In 1685, when it was built in the wilderness north of New York City, the Old Dutch Church of Sleepy Hollow brought comfort and community to isolated pioneer families. Succeeding generations treasured the old church, the only house of worship in a wide area until 1837, when members of Old Dutch built a larger church nearby then another a few years later. Yet somehow they didn’t abandon the old church, which continues to this day to host the congregation every summer for worship services.

What was it about the church on the Pocantico River, made famous by Washington Irving’s Legend of Sleepy Hollow?

“It stands on a knoll, surrounded by locust-trees and lofty elms, from among which its descent, whitewashed walls shine modestly forth, like Christian purity, beaming through the shades of retirement… To look upon this grass-grown yard, where the sunbeams seem to sleep so quietly, one would think that there, at least the dead might rest in peace,” wrote Irving in “The Legend of Sleepy Hollow.”

When Washington Irving set his ghost story about the Headless Horseman at the Old Dutch Church of Sleepy Hollow, he made the church world-famous. Ever since the publication of “The Legend of Sleepy Hollow” in 1819-20, visitors have come to see where Ichabod Crane led the choir and courted Katrina Van Tassel among the old gravestones in the churchyard, and looked for the grave of the Headless Horseman in the Old Burying Ground.

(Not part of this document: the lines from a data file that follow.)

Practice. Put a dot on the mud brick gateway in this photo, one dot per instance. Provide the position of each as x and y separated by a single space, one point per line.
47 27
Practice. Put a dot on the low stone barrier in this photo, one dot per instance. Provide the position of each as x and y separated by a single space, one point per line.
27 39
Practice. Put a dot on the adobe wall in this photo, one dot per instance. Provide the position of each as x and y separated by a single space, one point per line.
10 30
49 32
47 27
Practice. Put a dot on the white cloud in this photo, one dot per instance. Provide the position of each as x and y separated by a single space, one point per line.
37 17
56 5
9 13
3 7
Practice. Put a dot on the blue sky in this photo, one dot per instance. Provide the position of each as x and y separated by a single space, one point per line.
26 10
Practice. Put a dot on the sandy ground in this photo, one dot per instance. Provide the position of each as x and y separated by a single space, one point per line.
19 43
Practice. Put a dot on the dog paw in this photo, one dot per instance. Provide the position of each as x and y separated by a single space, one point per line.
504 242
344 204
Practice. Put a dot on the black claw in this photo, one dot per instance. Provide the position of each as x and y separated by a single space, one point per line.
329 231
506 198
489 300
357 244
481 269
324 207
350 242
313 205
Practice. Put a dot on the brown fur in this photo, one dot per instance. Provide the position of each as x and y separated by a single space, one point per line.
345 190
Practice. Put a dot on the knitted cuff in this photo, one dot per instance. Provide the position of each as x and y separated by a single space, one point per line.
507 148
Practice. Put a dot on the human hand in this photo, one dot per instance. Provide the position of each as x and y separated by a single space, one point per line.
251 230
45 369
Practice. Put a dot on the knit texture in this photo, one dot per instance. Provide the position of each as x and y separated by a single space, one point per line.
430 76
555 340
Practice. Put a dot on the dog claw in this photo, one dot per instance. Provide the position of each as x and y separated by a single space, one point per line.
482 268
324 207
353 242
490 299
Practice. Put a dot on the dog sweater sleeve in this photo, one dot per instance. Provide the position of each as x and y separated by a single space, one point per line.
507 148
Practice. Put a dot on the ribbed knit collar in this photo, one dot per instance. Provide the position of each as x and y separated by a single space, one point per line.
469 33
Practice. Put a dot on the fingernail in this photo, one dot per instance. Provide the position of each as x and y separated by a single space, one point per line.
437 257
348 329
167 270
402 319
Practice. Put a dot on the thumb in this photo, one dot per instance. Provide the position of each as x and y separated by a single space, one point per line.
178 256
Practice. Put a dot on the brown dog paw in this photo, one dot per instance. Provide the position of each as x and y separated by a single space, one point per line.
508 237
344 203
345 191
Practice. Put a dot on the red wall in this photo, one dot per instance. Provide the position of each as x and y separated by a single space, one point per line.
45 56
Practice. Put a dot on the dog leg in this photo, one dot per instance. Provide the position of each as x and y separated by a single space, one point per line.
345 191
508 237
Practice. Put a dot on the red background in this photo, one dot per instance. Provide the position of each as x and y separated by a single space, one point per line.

The church is recognized as the oldest extant church in New York and a national historic landmark. The Old Dutch burying ground, which surrounds it on three acres, is believed to predate the church. Irving is buried just up the hill, in the Sleepy Hollow Cemetery adjacent.

Other events at Old Dutch include Christmas Eve candlelight services, organ concerts and the Old Dutch Festival in the fall. Tours are scheduled on summer weekend afternoons. The Reformed Church partners with Historic Hudson Valley to present several dramatic readings of “The Legend of Sleepy Hollow” in the fall, and Charles Dickens’ “Christmas Carol.”